Object stores offered by CSPs such as AWS S3 are important for users of Gluten to store their data. This doc will discuss all details of configs, and use cases around using Gluten with object stores. In order to use an S3 endpoint as your data source, please ensure you are using the following S3 configs in your spark-defaults.conf. If you’re experiencing any issues authenticating to S3 with additional auth mechanisms, please reach out to us using the ‘Issues’ tab.
Working with S3
Configuring S3 endpoint
S3 provides the endpoint based method to access the files, here’s the example configuration. Users may need to modify some values based on real setup.
spark.hadoop.fs.s3a.impl org.apache.hadoop.fs.s3a.S3AFileSystem
spark.hadoop.fs.s3a.aws.credentials.provider org.apache.hadoop.fs.s3a.SimpleAWSCredentialsProvider
spark.hadoop.fs.s3a.access.key XXXXXXXXX
spark.hadoop.fs.s3a.secret.key XXXXXXXXX
spark.hadoop.fs.s3a.endpoint https://s3.us-west-1.amazonaws.com
spark.hadoop.fs.s3a.connection.ssl.enabled true
spark.hadoop.fs.s3a.path.style.access false
Configuring S3 instance credentials
S3 also provides other methods for accessing, you can also use instance credentials by setting the following config
spark.hadoop.fs.s3a.use.instance.credentials true
Note that in this case, “spark.hadoop.fs.s3a.endpoint” won’t take affect as Gluten will use the endpoint set during instance creation.
Configuring S3 IAM roles
You can also use iam role credentials by setting the following configurations. Instance credentials have higher priority than iam credentials.
spark.hadoop.fs.s3a.iam.role xxxx
spark.hadoop.fs.s3a.iam.role.session.name xxxx
Note that spark.hadoop.fs.s3a.iam.role.session.name
is optional.
Other authentatication methods are not supported yet
Log granularity of AWS C++ SDK in velox
You can change log granularity of AWS C++ SDK by setting the spark.gluten.velox.awsSdkLogLevel
configuration. The Allowed values are:
- OFF
- FATAL
- ERROR
- WARN
- INFO
- DEBUG
- TRACE
Local Caching support
Velox supports a local cache when reading data from HDFS/S3. The feature is very useful if remote storage is slow, e.g., reading from a public S3 bucket and stronger performance is desired. With this feature, Velox can asynchronously cache the data on local disk when reading from remote storage, and the future reading requests on already cached blocks will be serviced from local cache files. To enable the local caching feature, below configurations are required:
spark.gluten.sql.columnar.backend.velox.cacheEnabled // enable or disable velox cache, default false.

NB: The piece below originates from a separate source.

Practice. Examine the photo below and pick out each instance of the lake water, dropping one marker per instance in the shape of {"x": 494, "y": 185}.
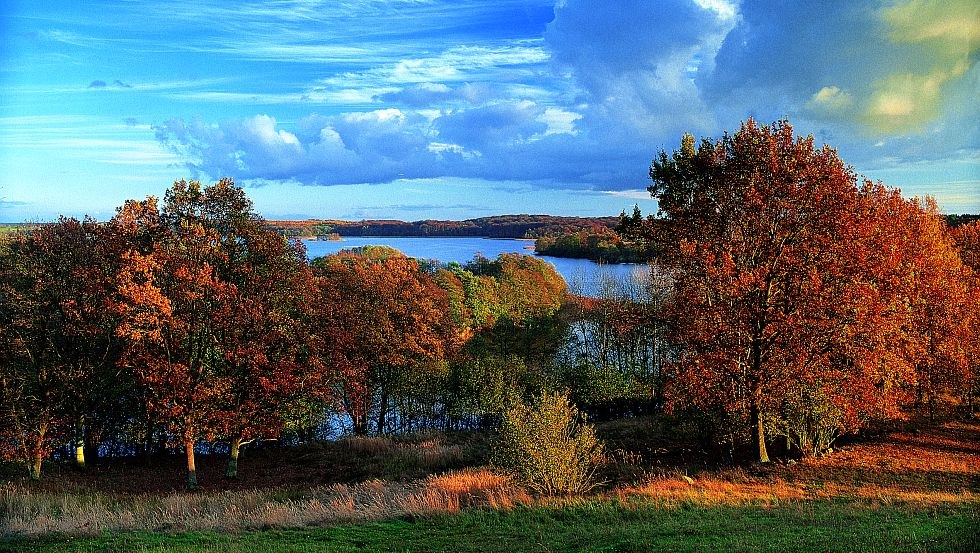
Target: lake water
{"x": 583, "y": 276}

spark.gluten.sql.columnar.backend.velox.memCacheSize // the total size of in-mem cache, default is 128MB.
spark.gluten.sql.columnar.backend.velox.ssdCachePath // the folder to store the cache files, default is "/tmp".
spark.gluten.sql.columnar.backend.velox.ssdCacheSize // the total size of the SSD cache, default is 128MB. Velox will do in-mem cache only if this value is 0.
spark.gluten.sql.columnar.backend.velox.ssdCacheShards // the shards of the SSD cache, default is 1.
spark.gluten.sql.columnar.backend.velox.ssdCacheIOThreads // the IO threads for cache promoting, default is 1. Velox will try to do "read-ahead" if this value is bigger than 1
spark.gluten.sql.columnar.backend.velox.ssdODirect // enable or disable O_DIRECT on cache write, default false.
It’s recommended to mount SSDs to the cache path to get the best performance of local caching. On the start up of Spark context, the cache files will be allocated under “spark.gluten.sql.columnar.backend.velox.cachePath”, with UUID based suffix, e.g. “/tmp/cache.13e8ab65-3af4-46ac-8d28-ff99b2a9ec9b0”. Gluten is not able to reuse older caches for now, and the old cache files are left there after Spark context shutdown.